No es lo mismo contemplar la muerte a través de una fosa abierta y vacía, una lápida rota, una tumba con flores de plástico desteñidas –o flores marchitas transformadas en naturaleza muerta– que ver cadáveres en una morgue o, más interesante aún, ¡momias!
La semana pasada fui a pasear a Coahuila, a las montañas. Hay un pueblito, San Antonio de las Alazanas, que conozco desde que era niño y siempre vuelvo. Hay un museo con momias. Un museo pequeño, pero bien armado, donde se muestran algunos rasgos generales de la historia de la región y en el cual se exhiben cinco momias. Como soy morboso y me gusta el tema, les estuve sacando fotos. A un lado estaba una señora con su hija y escuché esto:
–Mamá, ¿qué le pasó a esa gente?
–Están muertos, son momias.
–Ah, mira, ¿y por qué están ahí?
–Porque esta gente está loca, mi’jita, ¡vámonos!
No me había puesto a pensar, pero sí: eso de exhibir cadáveres en vitrinas es un poco raro. Bueno, no tanto: en muchas partes del mundo el convivir con momias es parte de su cultura. En Egipto son parte de su historia y las exhiben como objetos de museo. En Japón, vemos un ritual llamado sokushinbutsu, que transforma los cuerpos de monjes budistas en momias (claro que este es un caso único y siniestro, pues el proceso de momificación comenzaba cuando la persona ¡aún vivía!). En Perú se han descubierto unas momias increíbles, muy bien preservadas, con sus atuendos, vestimentas y adornos, lo cual nos permite recrear la manera de vestir de esas culturas. Ah, y las momias Chinas de Tarim, en Xinjiang, presentan un nivel de conservación ejemplar.
En Indonesia, los habitantes de un pueblo sacan a sus muertos de las tumbas, los desempolvan y pasean. Lo mismo hacemos aquí en Campeche, en Pomuch, donde la gente exhuma a sus muertos y les dan una manita de gato. Las momias de Guanajuato me encantan porque las conozco desde niño, pero la mayoría no tiene ropa, son solo cuerpos correosos, chupados y con rostros de terror; precisamente por eso las encuentro tan atractivas. Y además, ¿qué serían esas célebres momias sin las películas de Santo y Blue Demon?
Las momias son una extraña mezcla de tierra, hueso, pelos, dientes y ropa. Son una especie de artesanía. Una que la misma naturaleza ha hecho a través del tiempo y otra, la que hacemos nosotros al intervenir los cuerpos. El caso es que nos gusta guardar cosas así.
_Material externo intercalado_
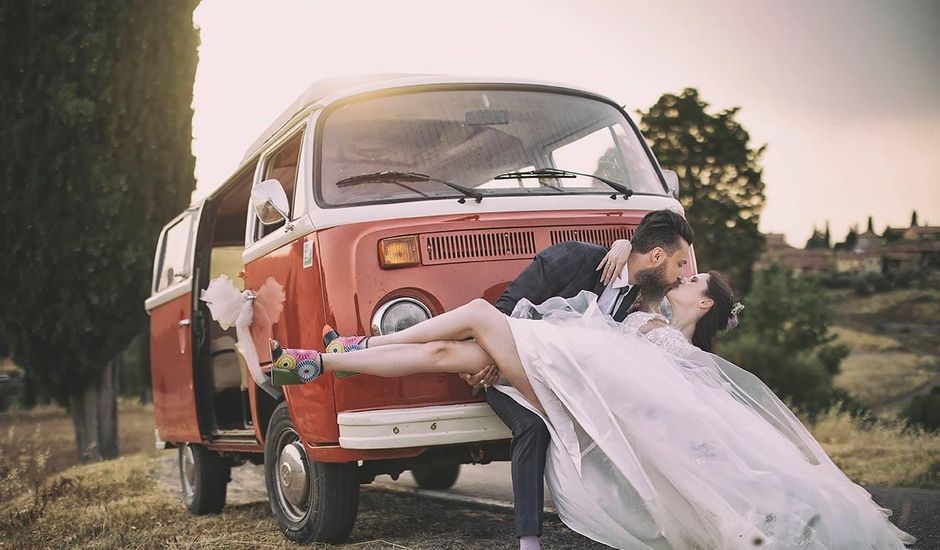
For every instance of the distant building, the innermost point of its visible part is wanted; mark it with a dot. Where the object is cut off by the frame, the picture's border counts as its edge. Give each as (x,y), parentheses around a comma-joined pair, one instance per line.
(917,247)
(805,261)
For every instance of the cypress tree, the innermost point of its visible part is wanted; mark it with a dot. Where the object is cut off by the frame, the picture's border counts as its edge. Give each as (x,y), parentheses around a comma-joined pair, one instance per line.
(721,175)
(96,104)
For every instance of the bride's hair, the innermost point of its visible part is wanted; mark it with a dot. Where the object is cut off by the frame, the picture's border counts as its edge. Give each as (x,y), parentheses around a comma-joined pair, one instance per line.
(717,318)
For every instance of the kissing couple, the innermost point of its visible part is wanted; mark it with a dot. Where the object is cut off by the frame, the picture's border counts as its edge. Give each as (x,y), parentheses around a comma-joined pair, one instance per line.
(645,438)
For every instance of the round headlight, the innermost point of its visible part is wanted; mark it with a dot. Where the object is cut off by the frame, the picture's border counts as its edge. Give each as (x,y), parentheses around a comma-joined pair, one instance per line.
(399,314)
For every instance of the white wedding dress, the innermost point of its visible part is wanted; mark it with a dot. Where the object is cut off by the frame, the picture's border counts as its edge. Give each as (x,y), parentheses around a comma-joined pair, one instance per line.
(657,444)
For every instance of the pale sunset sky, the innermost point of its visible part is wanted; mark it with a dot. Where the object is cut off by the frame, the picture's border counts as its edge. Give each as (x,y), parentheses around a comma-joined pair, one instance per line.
(845,93)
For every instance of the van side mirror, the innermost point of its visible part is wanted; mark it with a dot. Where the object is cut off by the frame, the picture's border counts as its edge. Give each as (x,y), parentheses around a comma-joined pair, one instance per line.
(672,182)
(270,202)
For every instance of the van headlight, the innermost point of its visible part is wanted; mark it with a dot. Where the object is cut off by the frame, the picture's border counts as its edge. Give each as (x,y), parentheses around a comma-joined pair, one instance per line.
(399,314)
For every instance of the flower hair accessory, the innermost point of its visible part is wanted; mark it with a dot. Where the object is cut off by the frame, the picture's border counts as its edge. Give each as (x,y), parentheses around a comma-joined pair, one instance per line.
(737,308)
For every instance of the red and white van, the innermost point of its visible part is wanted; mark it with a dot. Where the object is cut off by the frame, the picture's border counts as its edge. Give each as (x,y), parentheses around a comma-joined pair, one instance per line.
(404,196)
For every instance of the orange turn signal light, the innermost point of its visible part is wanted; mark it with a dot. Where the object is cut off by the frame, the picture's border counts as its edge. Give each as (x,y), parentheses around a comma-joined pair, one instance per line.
(399,252)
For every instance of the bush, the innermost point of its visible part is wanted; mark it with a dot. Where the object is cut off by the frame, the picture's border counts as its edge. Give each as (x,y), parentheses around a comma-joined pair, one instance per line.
(861,287)
(784,339)
(878,282)
(924,411)
(836,280)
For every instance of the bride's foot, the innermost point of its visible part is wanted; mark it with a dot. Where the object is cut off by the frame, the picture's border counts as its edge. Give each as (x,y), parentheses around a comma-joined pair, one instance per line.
(342,344)
(294,366)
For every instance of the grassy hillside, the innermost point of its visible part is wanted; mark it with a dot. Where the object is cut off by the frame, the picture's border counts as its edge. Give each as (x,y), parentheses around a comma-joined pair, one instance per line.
(894,339)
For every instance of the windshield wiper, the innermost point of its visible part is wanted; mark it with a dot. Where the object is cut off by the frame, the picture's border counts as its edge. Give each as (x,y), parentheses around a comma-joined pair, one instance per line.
(394,177)
(558,173)
(531,174)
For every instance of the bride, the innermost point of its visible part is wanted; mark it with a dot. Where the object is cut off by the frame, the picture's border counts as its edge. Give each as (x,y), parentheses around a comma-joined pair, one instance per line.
(656,442)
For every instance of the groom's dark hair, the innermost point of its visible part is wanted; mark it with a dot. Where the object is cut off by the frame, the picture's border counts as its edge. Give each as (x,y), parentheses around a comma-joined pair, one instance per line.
(664,229)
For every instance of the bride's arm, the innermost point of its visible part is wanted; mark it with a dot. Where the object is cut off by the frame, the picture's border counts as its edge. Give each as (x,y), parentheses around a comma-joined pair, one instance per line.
(616,258)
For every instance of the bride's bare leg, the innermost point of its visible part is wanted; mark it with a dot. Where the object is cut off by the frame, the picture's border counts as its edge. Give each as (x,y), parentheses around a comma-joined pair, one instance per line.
(477,320)
(444,356)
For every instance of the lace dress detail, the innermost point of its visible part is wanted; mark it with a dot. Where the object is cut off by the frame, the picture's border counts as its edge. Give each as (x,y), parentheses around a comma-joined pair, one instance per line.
(666,337)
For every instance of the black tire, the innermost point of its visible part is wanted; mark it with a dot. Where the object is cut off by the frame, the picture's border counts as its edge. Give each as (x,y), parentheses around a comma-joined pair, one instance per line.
(204,477)
(325,509)
(441,476)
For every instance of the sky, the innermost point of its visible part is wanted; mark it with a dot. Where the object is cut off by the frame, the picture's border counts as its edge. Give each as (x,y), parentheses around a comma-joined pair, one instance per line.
(845,93)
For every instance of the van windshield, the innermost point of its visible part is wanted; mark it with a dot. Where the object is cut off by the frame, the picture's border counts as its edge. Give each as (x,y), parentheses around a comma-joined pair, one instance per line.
(474,138)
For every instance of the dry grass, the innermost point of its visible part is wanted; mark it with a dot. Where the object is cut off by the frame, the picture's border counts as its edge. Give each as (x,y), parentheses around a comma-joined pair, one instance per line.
(878,378)
(133,502)
(123,504)
(884,454)
(920,305)
(858,340)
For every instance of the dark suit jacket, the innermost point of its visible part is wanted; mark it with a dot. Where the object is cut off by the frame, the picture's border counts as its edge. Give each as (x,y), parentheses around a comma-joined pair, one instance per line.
(564,269)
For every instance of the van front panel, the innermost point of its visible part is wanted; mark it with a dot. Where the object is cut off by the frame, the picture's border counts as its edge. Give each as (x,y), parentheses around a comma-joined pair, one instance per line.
(446,279)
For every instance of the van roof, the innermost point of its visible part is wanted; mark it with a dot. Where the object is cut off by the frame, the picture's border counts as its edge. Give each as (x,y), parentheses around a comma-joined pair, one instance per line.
(323,92)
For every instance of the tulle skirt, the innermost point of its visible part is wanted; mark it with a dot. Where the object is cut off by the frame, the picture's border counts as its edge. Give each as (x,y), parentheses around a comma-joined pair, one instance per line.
(655,450)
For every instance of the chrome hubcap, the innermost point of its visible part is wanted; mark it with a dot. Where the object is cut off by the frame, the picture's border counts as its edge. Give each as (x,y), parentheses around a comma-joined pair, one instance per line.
(293,483)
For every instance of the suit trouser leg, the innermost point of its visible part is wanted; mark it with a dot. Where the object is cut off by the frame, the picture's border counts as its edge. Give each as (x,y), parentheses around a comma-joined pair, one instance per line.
(530,439)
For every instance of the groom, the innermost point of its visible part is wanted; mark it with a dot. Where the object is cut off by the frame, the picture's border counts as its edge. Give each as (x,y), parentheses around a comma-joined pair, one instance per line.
(660,248)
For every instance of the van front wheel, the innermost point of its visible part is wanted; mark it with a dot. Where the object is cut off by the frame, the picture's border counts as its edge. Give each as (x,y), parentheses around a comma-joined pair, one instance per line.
(311,501)
(204,476)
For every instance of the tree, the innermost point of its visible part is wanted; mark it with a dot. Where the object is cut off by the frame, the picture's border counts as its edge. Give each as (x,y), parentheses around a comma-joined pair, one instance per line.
(720,174)
(95,99)
(818,239)
(851,239)
(785,339)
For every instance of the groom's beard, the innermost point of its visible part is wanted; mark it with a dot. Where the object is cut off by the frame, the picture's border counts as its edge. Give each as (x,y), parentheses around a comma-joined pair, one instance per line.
(653,286)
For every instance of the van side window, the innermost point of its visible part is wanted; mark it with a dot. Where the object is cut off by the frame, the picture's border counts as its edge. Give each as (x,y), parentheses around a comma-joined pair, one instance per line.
(282,165)
(174,256)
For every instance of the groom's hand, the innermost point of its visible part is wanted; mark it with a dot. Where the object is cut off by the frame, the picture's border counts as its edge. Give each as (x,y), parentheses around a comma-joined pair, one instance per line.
(613,262)
(487,376)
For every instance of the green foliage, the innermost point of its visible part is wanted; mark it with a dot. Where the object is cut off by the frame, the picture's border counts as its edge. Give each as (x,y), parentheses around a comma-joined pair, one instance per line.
(95,101)
(818,239)
(851,239)
(720,175)
(784,338)
(924,410)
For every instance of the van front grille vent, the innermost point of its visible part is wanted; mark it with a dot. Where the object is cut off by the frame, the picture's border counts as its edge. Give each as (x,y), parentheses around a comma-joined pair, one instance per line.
(442,248)
(603,235)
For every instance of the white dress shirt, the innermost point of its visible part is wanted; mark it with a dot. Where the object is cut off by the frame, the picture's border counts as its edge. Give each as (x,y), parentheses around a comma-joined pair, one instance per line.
(610,299)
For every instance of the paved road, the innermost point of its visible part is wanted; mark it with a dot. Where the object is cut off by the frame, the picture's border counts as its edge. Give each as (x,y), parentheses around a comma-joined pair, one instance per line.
(917,511)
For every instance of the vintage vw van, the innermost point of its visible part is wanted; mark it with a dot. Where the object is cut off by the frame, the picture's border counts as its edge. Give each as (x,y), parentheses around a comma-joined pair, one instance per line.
(375,203)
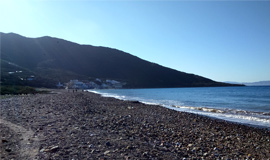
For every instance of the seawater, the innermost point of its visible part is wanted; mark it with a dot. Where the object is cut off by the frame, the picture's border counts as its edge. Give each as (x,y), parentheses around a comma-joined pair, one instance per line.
(246,105)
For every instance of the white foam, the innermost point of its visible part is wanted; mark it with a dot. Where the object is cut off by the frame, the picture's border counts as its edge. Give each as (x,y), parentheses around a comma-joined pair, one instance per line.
(240,116)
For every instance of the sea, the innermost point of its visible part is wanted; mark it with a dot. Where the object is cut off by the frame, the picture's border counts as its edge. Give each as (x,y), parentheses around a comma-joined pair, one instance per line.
(248,105)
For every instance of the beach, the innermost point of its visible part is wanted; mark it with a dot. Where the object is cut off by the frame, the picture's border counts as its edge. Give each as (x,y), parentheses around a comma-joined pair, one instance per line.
(83,125)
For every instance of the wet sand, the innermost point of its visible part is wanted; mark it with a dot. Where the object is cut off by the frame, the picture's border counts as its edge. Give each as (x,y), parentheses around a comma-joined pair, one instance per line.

Tenemos esta fijación por conservar fetos, órganos, tejidos patológicos, cabezas y otras delicadezas en frascos con alcohol y formol, bajo el argumento de tenerlos como objetos de estudio académico, pero usted y yo sabemos que están ahí porque nos encanta ver esas cosas. Basta con revisar los freak shows del siglo XIX para entender por dónde va esto. ¡Ah! y no olvidemos los relicarios que tienen restos de santos; mi mamá tenía uno de San Francisco y era muy importante para ella. Así me viene a la mente la cabeza momificada de la monja maldita, María Rosenthal, que tienen resguardada en una caja especial llena de artefactos mágicos y talismanes. Y por supuesto no debemos dejar pasar el pene gigante de Rasputín, conservado en un frasco. También hay que tomar en cuenta el proceso criogénico, un tipo de momificación que pretende conservar con el afán de regresar la vida en un futuro a los cuerpos sometidos a tal proceso. Y en tiempos más recientes se da una práctica interesante: conservar los cadáveres en resinas plásticas transparentes. Eso me gusta.
Entiendo el valor antropológico o sociológico de estas expresiones, pero insisto en que, por lo menos en mi caso, el asunto es puro morbo. Conservar cuerpos en formol, momificarlos, encapsularlos en resina, guardar sus partes en cajitas, congelarlos, sacarlos a pasear, exhibirlos en museos... es cosa de locos, sin duda. El punto es dejar bien claro lo que queremos que hagan con nuestros restos después de morir; mis papás dejaron bien claro lo que querían: incineración. Cenizas guardadas en un bote. Punto.
A mí sí me gustaría que me momificaran. Anótenlo.